Foray into Afghani cuisine

A few months ago after getting a book out of the library about Afghanistan food and recipes, we had a go at making Afghani bread and a beef kebab. Not having a charcoal grill handy in the kitchen and it being winter, I made the beef into meatballs. The bread worked out well, but after checking some images on the internet, it appears I didn’t do enough dents down my flatbread. What we needed was a baseline to compare our Afgan food to. What is it supposed to be like?

Just up the road from us is a little Afghan restaurant, and we have been meaning to give it ago. Our friend Liz, who has lived for a long time in Pakistan and travelled in Afghanistan was keen to come and we welcomed her guidance. We decided to try it this week.
Karl went in to see if he could book a table, and the guy at the counter said yes and said he would reserve a table for us.

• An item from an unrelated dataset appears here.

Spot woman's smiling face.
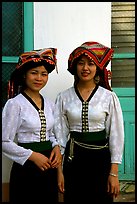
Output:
[77,56,97,81]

There was a pause and then Karl said ‘Do you want to take my name?”
“No, no” he replied. “I’ll remember you” and heartily shook his hand.
We turned up at the restaurant the next evening and took our seats. Liz hadn’t quite arrived and from the kitchen came the question; “Shall I cook for your friend?”
“Yes please.” We replied.

No ordering—we were in the hands of our chef!

So we waited to see what would come to our table. Liz arrived, the kids watched the goings on in the kitchen and then he bought our food over. He had made big plates of seasoned rice and on top were chicken and beef kebabs. We had lettuce with half a lemon as a side dish. He had made smaller helpings for the kids with the side for them as well. So no difficult menu to negotiate.
The taste? It was really good. The chicken was charred on the edges but still juicy in the middle. The meat was beautifully spiced but not overly chilli. The beef was tender, delicious and aromatic without being too hot (the kids did find the beef a bit too hot for their tastebuds but not until they had eaten most of it)!

We had heard the bread here was fabulous but unfortunately that night they hadn’t made bread, so another trip will have to be planned if we want to try that. Next time they said just to let them know we wanted bread and they would fire up the big tandoor oven.
Liz taught us Tashakkur – which is thank you in Afghani.
We finished with a cup of green tea and some raisins. Afghanistan used to be known for its high quality raisins and sultanas, a real delicacy. Before the Soviet invasion in 1979 they were one of the biggest exporters of raisins.

It was far from a high class restaurant meal. It was a bit odd, the ambience was a little lacking, but the food was absolutely top-notch, and isn’t that what you go out to a restaurant for anyway? We were sure we were eating the best Afgan cuisine in Christchurch. And I think it’s worth having a bit of an adventure into some of these lesser known places. You have to be a bit brave, but the rewards are worth it when you stumble onto a local gem! We’ll be back!



  1. I agree about being a little brave and trying out new places. There are some fantastic places out there you just have to work up the courage to walk through the door! I always remember in Wellington one of the best Chinese restaurants we discovered had chipped little Formica tables and the obligatory serving of buttered white sandwich bread. But the food that followed was amazing!

  2. oooo – got any secret places you can tell us about then, that we should check out around the country?